32 043 Toekomst pensioenstelsel

Nr. 169 BRIEF VAN DE STAATSSECRETARIS VAN SOCIALE ZAKEN EN WERKGELEGENHEID

Aan de Voorzitter van de Tweede Kamer der Staten-Generaal

Den Haag, 12 juli 2013

1. Inleiding

Het Nederlandse pensioenstelsel is één van de beste stelsels in de wereld. De AOW zorgt voor een robuuste basis in de oudedagsvoorziening. Daarnaast bouwt de overgrote meerderheid van de werknemers een inkomensgerelateerd aanvullend pensioen op. De combinatie van een omslaggefinancierde AOW en kapitaalgedekte pensioenen in de tweede pijler zorgt voor een goede spreiding van risico’s. Het relatief hoge pensioenvermogen zorgt ervoor dat Nederland beter is voorbereid op de kosten van de vergrijzing dan veel andere landen. Dat neemt niet weg dat de afgelopen periode heeft aangetoond dat het stelsel op een aantal punten kwetsbaar is. De tweede pijler is gevoeliger gebleken voor financiële schokken dan tot een aantal jaren geleden werd gedacht.
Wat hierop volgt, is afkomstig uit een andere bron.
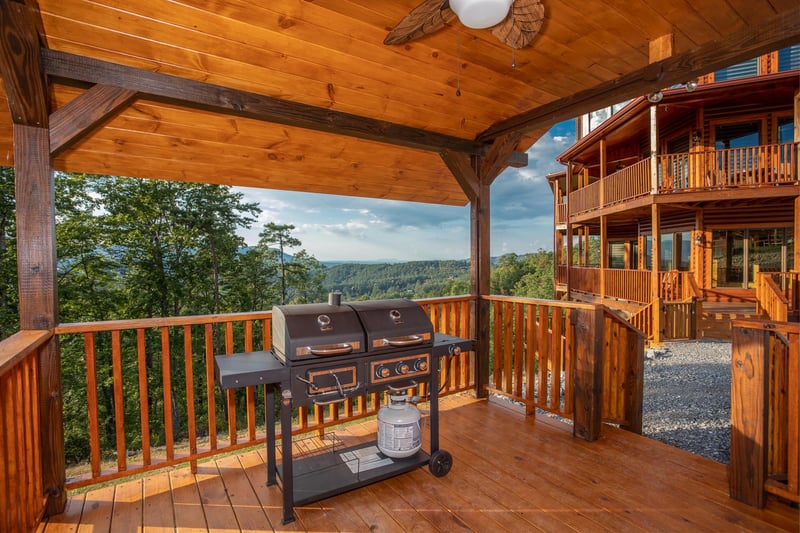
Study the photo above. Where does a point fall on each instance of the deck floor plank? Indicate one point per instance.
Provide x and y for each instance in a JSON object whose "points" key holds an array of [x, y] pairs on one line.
{"points": [[127, 514], [510, 473], [97, 508], [158, 505], [188, 513]]}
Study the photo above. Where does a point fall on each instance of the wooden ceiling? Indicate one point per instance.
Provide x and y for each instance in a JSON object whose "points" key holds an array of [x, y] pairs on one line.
{"points": [[303, 94]]}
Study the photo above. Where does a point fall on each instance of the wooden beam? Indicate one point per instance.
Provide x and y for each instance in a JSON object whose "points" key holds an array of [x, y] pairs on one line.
{"points": [[493, 163], [74, 120], [460, 166], [588, 327], [662, 47], [38, 295], [778, 32], [749, 414], [480, 266], [198, 94], [20, 65]]}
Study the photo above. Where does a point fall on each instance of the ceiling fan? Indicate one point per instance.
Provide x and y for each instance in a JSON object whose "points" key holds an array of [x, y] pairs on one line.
{"points": [[513, 22]]}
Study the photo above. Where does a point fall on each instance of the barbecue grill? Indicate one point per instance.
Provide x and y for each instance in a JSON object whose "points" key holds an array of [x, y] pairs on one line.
{"points": [[326, 353]]}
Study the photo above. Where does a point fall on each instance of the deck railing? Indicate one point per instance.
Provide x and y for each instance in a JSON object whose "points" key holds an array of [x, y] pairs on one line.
{"points": [[148, 358], [22, 499], [765, 402], [765, 165], [633, 285], [628, 183], [536, 354]]}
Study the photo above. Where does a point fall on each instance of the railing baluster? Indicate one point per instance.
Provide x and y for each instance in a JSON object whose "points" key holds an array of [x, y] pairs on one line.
{"points": [[144, 409]]}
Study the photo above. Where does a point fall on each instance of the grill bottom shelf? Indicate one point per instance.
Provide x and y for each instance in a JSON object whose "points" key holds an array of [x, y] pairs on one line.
{"points": [[328, 474]]}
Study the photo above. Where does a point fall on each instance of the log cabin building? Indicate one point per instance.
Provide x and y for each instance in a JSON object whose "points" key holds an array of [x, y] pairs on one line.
{"points": [[310, 96], [690, 196]]}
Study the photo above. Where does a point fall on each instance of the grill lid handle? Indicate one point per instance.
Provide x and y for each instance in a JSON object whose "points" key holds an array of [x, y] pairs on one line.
{"points": [[331, 349], [408, 340]]}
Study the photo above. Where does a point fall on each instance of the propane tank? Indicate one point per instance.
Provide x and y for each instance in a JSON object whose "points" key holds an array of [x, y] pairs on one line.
{"points": [[399, 428]]}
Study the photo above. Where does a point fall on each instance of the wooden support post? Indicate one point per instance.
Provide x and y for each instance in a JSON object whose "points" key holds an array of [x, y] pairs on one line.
{"points": [[748, 462], [479, 283], [655, 278], [588, 327], [603, 254], [570, 170], [653, 150]]}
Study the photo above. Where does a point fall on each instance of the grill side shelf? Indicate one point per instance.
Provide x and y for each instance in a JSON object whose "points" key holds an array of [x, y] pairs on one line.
{"points": [[249, 368]]}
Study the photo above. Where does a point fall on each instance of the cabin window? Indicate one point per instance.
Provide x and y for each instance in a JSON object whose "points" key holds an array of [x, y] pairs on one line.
{"points": [[741, 70], [789, 58], [676, 251], [737, 135], [738, 255]]}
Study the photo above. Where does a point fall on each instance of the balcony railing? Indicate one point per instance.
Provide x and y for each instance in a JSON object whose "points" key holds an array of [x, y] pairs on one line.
{"points": [[536, 353], [151, 357], [765, 165]]}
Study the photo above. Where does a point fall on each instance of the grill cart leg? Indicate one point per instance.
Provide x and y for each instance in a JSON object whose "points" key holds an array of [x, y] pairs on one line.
{"points": [[270, 422], [286, 453]]}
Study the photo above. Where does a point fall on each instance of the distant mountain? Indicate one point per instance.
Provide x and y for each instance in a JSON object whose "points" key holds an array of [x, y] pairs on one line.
{"points": [[411, 279]]}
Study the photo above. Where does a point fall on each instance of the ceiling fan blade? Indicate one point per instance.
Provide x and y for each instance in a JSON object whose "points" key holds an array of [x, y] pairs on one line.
{"points": [[428, 17], [522, 24]]}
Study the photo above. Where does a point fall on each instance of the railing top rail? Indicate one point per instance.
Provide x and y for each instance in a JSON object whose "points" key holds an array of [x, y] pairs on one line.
{"points": [[769, 283], [19, 345], [136, 323], [536, 301], [769, 325], [160, 322]]}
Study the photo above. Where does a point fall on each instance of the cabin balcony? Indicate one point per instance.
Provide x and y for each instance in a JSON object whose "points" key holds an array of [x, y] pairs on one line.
{"points": [[692, 172], [199, 461]]}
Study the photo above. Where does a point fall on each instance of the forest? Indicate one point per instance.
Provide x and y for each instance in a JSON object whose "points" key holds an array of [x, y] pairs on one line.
{"points": [[134, 248]]}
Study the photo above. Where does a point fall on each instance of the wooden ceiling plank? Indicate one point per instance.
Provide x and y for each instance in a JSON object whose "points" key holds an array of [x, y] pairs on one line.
{"points": [[272, 178], [80, 116], [291, 66], [244, 103], [301, 39], [775, 33], [20, 65]]}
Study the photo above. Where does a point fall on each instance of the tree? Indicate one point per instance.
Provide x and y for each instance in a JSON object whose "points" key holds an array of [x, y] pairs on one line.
{"points": [[280, 236], [9, 310]]}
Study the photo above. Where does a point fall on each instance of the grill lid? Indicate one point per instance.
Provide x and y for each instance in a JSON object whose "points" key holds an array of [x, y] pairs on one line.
{"points": [[393, 324], [315, 330]]}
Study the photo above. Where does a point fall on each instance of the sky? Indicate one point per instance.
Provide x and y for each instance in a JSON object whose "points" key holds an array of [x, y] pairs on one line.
{"points": [[339, 228]]}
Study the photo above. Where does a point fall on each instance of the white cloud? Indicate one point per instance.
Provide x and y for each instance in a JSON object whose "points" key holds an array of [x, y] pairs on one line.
{"points": [[344, 228]]}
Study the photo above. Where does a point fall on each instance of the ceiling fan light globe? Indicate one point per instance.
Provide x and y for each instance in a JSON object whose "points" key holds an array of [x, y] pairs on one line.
{"points": [[479, 14]]}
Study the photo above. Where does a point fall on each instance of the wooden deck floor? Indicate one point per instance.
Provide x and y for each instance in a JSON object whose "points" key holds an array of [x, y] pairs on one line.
{"points": [[509, 474]]}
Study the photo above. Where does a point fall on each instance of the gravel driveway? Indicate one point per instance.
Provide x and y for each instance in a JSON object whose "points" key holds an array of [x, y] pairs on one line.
{"points": [[687, 397]]}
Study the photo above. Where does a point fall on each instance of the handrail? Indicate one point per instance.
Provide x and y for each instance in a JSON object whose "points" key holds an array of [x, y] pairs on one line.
{"points": [[134, 362], [536, 350], [763, 165], [20, 345], [770, 300]]}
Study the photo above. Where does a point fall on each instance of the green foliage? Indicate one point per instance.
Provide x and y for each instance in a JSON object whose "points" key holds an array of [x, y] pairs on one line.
{"points": [[414, 279], [528, 275], [132, 248], [9, 311]]}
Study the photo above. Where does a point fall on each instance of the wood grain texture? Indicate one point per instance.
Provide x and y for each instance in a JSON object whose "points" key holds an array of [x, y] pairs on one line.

De financiële markten zijn bovendien sterk volatiel gebleken. Om goed inzicht in deze problematiek te verkrijgen heeft het toenmalige kabinet in 2009 besloten om diverse pensioenvraagstukken in hun onderlinge samenhang door twee commissies in beeld te laten brengen (Kamerstuk 30 413, nr. 127).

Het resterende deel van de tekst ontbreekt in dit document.